On Wed, Aug 24, 2005 at 06:20:30PM -0700, Chris Wright wrote:
> static inline int security_ptrace (struct task_struct * parent, struct task_struct * child)
> {
> +#ifdef CONFIG_SECURITY
> return security_ops->ptrace (parent, child);
> +#else
> + return cap_ptrace (parent, child);
> +#endif
> +
> }
The discussion about composing with commoncap made me think about whether
this is the best way to do this. It seems that we're heading towards a
requirement that every module internally compose with commoncap.
If so (apart from the obvious correctness issues when they don't) it's work
for each module and composing N of them under stacker obviously creates
overhead.
Would the following not be a better approach?

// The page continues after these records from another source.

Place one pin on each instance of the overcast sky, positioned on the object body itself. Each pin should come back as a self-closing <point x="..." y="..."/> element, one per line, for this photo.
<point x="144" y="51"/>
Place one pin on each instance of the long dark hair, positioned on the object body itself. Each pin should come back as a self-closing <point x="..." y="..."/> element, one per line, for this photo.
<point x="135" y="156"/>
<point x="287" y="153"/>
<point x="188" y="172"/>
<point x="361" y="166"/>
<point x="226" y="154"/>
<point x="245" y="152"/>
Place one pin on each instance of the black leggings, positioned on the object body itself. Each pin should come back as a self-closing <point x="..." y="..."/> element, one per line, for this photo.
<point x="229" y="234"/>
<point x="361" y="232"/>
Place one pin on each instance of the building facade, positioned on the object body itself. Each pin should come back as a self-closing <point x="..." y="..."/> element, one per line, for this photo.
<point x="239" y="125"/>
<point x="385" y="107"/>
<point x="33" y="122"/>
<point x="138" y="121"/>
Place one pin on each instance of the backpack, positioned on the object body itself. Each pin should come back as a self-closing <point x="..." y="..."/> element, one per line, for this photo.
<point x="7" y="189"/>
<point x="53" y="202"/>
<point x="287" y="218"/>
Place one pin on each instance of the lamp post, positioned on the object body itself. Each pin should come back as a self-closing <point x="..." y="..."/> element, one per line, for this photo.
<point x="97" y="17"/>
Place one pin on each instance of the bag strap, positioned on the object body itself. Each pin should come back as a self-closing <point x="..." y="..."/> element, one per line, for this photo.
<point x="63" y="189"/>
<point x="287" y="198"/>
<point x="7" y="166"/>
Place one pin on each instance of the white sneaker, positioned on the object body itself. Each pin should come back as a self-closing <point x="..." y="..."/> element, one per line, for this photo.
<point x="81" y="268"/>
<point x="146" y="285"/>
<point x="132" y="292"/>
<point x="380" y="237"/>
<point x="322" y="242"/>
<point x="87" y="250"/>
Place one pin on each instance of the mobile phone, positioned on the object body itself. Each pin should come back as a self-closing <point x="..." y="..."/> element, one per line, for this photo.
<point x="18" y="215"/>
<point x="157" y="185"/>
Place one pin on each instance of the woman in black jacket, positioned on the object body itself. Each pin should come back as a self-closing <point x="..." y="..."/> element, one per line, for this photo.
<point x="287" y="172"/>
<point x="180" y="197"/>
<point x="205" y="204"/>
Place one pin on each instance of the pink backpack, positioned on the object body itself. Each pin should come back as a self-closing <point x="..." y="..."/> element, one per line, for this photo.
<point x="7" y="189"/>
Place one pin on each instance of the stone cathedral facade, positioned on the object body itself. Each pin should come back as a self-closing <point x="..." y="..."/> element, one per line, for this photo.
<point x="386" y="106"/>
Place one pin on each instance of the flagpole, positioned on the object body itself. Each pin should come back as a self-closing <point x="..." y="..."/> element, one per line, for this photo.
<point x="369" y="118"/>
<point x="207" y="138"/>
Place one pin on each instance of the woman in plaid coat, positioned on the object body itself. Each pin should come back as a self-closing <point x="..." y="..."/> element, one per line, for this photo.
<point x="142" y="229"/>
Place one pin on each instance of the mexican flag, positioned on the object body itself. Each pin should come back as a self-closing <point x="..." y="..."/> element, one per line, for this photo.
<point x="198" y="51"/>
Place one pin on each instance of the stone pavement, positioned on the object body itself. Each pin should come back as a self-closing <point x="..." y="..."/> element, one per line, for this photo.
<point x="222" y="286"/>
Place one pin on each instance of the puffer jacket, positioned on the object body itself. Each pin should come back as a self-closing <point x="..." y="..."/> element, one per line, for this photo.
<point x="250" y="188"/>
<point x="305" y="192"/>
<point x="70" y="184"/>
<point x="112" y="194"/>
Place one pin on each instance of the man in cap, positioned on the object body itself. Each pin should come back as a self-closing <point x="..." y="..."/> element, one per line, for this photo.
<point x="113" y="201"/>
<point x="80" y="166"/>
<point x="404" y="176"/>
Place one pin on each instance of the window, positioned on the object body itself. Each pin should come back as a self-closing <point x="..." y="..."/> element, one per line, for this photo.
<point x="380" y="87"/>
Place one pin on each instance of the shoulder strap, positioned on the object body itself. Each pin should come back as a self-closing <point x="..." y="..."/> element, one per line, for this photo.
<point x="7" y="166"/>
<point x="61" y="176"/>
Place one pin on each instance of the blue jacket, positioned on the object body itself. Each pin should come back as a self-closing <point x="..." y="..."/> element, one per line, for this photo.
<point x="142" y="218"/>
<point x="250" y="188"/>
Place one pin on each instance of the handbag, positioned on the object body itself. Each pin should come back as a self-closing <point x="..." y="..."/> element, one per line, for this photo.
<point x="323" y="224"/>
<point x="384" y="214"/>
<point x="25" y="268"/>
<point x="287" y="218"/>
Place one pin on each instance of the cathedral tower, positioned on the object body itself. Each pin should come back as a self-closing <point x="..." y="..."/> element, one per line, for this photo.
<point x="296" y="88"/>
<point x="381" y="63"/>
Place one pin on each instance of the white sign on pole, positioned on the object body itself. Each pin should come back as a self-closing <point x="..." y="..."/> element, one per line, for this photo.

static inline int security_ptrace (struct task_struct * parent, struct task_struct * child)
{
int ret;
ret=cap_ptrace (parent, child);
#ifdef CONFIG_SECURITY
if (!ret && security_ops->ptrace)
ret=security_ops->ptrace(parent, child);
#endif
return ret;
}
If every module is already internally composing, there shouldn't be a
performance cost for the additional branch inside the #ifdef.
I havn't looked at every single hook and it's users to see if this would
cause a problem. I noticed SELinux calls sec->capget() post rather than pre
it's processing which may be an issue.